Teknik Analisis Data
Teknis analisis yang digunakan dalam
penelitian ini mencakup 2 tahapan analisis yang berhubungan, yakni sebagai
berikut: 1) analisis spasial urban sprawl Kota Depok Tahun 2013 – 2018
dan Tahun 2018 – 2023. Analisis ini dilakukan untuk mengetahui perkembangan
distribusi spasial urban sprawl pada 63 kelurahan di Kota Depok. Analisa
yang dilakukan melalui 2 tahapan menggunakan bantuan software ArcGIS yaitu analisis
distribusi spasial yang menghasilkan indeks urban sprawl dan analisis autokorelasi
spasial yang menghasilkan indikasi pola pengelompokan maupun pembentukan
kecenderungan terhadap indeks urban sprawl yang terjadi dalam 2 rentang
waktu yang diteliti; 2) analisis hubungan perkembangan urban sprawl Kota
Depok terhadap Status D3TLH Sektor Air. Analisis ini dilakukan dengan teknik overlay
peta yang kemudian dilanjutkan dengan analisis korelasi rank spearman
dengan bantuan software SPSS.
Adapun jenis dan teknik analisis data serta
output yang diharapkan sebagaimana sudah dijabarkan, dirangkum dalam Tabel 1.
Tabel
1. Matriks tujuan penelitian, jenis data, teknik analisis dan output
No |
Tujuan |
Input Data |
Teknik Analisis |
Output/ Luaran |
1. |
Menganalisis perkembangan urban sprawl yang terjadi di Kota Depok; |
- Peta Penggunaan/ Tutupan Lahan Kota Depok Tahun 2013, Tahun 2018, dan Tahun 2023; - Data jumlah penduduk kota Depok per kelurahan Tahun 2013, Tahun 2018, dan Tahun 2023 |
- Analisis Distribusi Spasial Urban Sprawl; - Autokorelasi Urban Sprawl (Global Moran Indeks dan Local Indicator of Spatial Association/ LISA) |
- Perkembangan Indeks Sprawl (Non Sprawl, Low Sprawl, dan Strong Sprawl); - Perkembangan Pola Urban Sprawl (Ribbon Develoment dan Leap Frog development) |
2. |
Menganalisis Hubungan Perkembangan Urban Sprawl Kota Depok terhadap DDDTLH Air |
- Output tujuan 1 (Perkembangan Indeks Sprawl) - Peta Status Daya Dukung Daya Tampung Lingkungan Hidup/ DDDTLH – Air |
- Overlay spasial; - Uji korelasi rank Spearman |
- Peta Hubungan -Perkembangan Indeks Sprawl dan Status D3TLH Air; - Simpulan hubungan urban sprawl dan Daya Dukung Daya Tampung Lingkungan Hidup – Sektor Air di kota Depok |
Sumber:
Analisis, 2024
Hasil
dan Pembahasan
Kondisi Pertumbuhan Tutupan Lahan
dan Pertumbuhan Penduduk Kota Depok
Pembahasan statistik demografi dan tutupan
lahan pada penelitian ini, merupakan komponen utama yang menjadi data/
informasi dalam mengidentifikasi perkembangan urban sprawl di Kota Depok,
sebagaimana juga yang diutarakan oleh Saifullah et al. (2017).
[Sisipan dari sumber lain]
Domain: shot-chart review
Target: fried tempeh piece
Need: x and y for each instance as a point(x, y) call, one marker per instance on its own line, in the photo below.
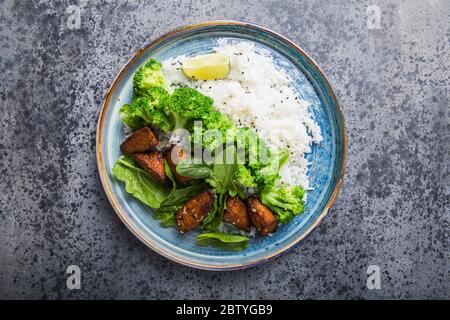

Pertumbuhan penduduk dan tutupan lahan di
Kota Depok ditelaah dalam kurun waktu 10 tahun, dengan membagi periode waktunya
menjadi tahun 2013 – 2018 dan tahun 2018 – 2023.
Pada periode tahun 2013 – 2018, kondisi penduduk
kota Depok mengalami peningkatan dari 1.878.400 jiwa menjadi 2.116.197 jiwa
atau mengalami pertumbuhan sebesar 2,38 % tiap tahunnya. Sementara itu,
pertumbuhan tutupan lahan terbangun di kota Depok juga mengalami peningkatan
sebesar 7,54 % pada rentang tahun 2013 – 2018 yang menghasilkan proporsi
tutupan lahan terbangun menjadi 64,98 % dari total luas wilayah kota Depok pada
tahun 2018
Lebih lanjut pada periode tahun 2018 – 2023,
jumlah penduduk kota Depok mengalami pertumbuhan sebesar 0,27 % yang
menghasilkan populasi sebesar 2.145.400 jiwa pada tahun 2023. Disamping itu,
pertumbuhan tutupan lahan terbangun yang terjadi menghasilkan proporsi tutupan lahan
terbangun 79,06 % dari total luas wilayah kota Depok pada tahun 2023, yang
artinya bertumbuh sebesar 3,95 % setiap tahunnya.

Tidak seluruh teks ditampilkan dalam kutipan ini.